National Transposition
When a directive is adopted, member states have 12 to 24 months to transpose it into national law.
Gold-plating refers to imposing requirements beyond the directive minimum. Transposition deficits occur when a member state fails to transpose on time or correctly. The Commission can bring infringement proceedings under Article 258 TFEU.
EUR-Lex's "National execution measures" tab links to each member state's implementing legislation. To read the actual national text, visit the relevant national database: Legifrance (France), gesetze-im-internet.de (Germany), legislation.gov.uk (UK), BOE (Spain).
The Preliminary Reference System (Article 267 TFEU)
The CJEU does not hear appeals from national courts. The mechanism for uniform interpretation is the preliminary reference procedure. Where a question of EU law arises, a national court may (and sometimes must) refer it to the CJEU. The ruling binds all courts in all member states.

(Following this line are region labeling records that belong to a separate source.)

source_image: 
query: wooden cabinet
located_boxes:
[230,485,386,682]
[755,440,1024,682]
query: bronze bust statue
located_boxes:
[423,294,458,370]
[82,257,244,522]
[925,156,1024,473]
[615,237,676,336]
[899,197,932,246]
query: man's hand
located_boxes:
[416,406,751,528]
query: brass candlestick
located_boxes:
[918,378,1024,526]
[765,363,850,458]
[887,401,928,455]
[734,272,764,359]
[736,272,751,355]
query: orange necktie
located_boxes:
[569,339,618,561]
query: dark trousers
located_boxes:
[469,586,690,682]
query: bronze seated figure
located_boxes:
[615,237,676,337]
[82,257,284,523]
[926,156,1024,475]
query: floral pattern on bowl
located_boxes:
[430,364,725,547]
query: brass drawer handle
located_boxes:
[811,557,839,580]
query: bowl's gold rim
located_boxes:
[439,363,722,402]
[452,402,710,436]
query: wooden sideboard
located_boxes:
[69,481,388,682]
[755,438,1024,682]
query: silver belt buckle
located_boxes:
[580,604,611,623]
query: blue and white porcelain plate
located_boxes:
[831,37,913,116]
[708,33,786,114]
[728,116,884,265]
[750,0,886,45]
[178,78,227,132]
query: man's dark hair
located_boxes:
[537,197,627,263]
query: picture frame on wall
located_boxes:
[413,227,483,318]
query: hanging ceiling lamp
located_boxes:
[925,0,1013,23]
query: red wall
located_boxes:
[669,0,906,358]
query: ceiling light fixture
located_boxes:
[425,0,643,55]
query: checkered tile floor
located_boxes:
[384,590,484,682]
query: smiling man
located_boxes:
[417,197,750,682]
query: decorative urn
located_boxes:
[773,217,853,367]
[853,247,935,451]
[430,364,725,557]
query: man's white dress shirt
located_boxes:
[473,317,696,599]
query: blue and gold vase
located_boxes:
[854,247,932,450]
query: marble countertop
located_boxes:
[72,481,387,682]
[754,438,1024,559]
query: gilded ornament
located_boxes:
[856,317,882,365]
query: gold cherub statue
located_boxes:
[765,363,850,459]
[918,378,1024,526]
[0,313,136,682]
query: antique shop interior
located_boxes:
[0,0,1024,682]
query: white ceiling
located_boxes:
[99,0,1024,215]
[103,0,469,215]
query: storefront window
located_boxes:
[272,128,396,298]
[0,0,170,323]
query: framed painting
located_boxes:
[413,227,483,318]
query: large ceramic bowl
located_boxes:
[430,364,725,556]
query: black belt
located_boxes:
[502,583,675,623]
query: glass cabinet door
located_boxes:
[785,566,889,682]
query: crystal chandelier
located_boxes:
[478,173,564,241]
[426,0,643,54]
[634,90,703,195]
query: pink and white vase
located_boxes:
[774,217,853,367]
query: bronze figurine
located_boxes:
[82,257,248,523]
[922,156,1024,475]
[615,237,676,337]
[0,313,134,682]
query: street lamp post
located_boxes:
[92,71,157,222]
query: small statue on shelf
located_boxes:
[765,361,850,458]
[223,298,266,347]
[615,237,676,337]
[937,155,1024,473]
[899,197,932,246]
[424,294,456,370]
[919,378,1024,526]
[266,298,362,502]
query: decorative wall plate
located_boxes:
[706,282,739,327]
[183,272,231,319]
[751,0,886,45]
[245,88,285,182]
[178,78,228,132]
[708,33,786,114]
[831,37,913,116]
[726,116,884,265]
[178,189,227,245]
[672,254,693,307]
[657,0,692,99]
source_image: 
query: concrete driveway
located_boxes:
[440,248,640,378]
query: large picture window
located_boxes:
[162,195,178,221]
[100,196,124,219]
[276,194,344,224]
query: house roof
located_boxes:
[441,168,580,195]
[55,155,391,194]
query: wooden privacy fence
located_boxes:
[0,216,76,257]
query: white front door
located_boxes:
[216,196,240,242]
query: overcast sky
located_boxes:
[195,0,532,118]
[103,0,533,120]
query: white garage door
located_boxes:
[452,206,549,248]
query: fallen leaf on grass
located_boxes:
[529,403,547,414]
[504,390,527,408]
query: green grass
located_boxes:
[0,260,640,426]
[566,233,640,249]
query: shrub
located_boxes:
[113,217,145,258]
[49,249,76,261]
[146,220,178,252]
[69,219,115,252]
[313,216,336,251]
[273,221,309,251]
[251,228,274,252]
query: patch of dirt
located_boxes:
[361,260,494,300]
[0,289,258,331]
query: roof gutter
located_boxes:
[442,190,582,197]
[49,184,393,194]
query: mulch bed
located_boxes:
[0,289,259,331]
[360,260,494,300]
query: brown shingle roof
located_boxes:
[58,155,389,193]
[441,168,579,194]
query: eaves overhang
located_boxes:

Courts against whose decisions there is no further remedy are generally obliged to refer, unless the CJEU has already ruled on the point or the correct interpretation is acte clair (also from CILFIT).
Where to Find Everything
- EUR-Lex (eur-lex.europa.eu) - 2M+ documents. Treaties, secondary legislation, preparatory acts, case law, national transposition measures. Free and comprehensive.
- Official Journal - the only official source of EU law. Published Tuesday to Saturday in 24 languages.
- Curia (curia.europa.eu) - every CJEU and General Court judgment, AG opinion from 1954. Free and searchable.
- Legislative Observatory - European Parliament's tracker for every legislative proposal from introduction to adoption.
- ESA websites (EBA, ESMA, EIOPA) - draft RTS/ITS, consultation papers, Q&As, guidelines.
- National databases - Legifrance, gesetze-im-internet.de, legislation.gov.uk, and equivalents for other member states.
Key takeaway: EUR-Lex and Curia are your two core sources. Everything else supplements them for specific tasks.
A Practical Research Workflow
- Identify the instrument type. Regulation or directive? This determines whether you need national implementing legislation.
- Find the primary act on EUR-Lex. Search by CELEX number or title.
- Check for delegated and implementing acts. Search EUR-Lex for related Commission Delegated Regulations and Implementing Regulations.
- For financial services, check RTS and ITS. Visit the relevant ESA website.
- Read the relevant recitals. They are interpretive context for ambiguous text.
- Search Curia for CJEU case law. Read the AG opinion alongside the judgment.
- If a directive, check national transposition. Use EUR-Lex's national execution measures tab.
- Compare language versions if ambiguous. Switch between English, French, and German on EUR-Lex.
- Check soft law and supervisory guidance. Guidelines, Q&As, and opinions from the relevant authority.
Platforms like Venato are designed to make this workflow faster by keeping documents current and linking citations directly to source texts. But the workflow above applies regardless of which tools you use.
Where EU Law Is Heading
Since 2019, the Commission has adopted over 13,000 regulations. Major frameworks like DORA, MiCA, the AI Act, and the Data Governance Act are all generating second-level acts now, with guidance and national implementation to follow.
Understanding the full architecture means you know where to look when the law changes, not just where to start. That is the real value of getting this right early in your career: developing the habit of always checking where a rule sits before you rely on it.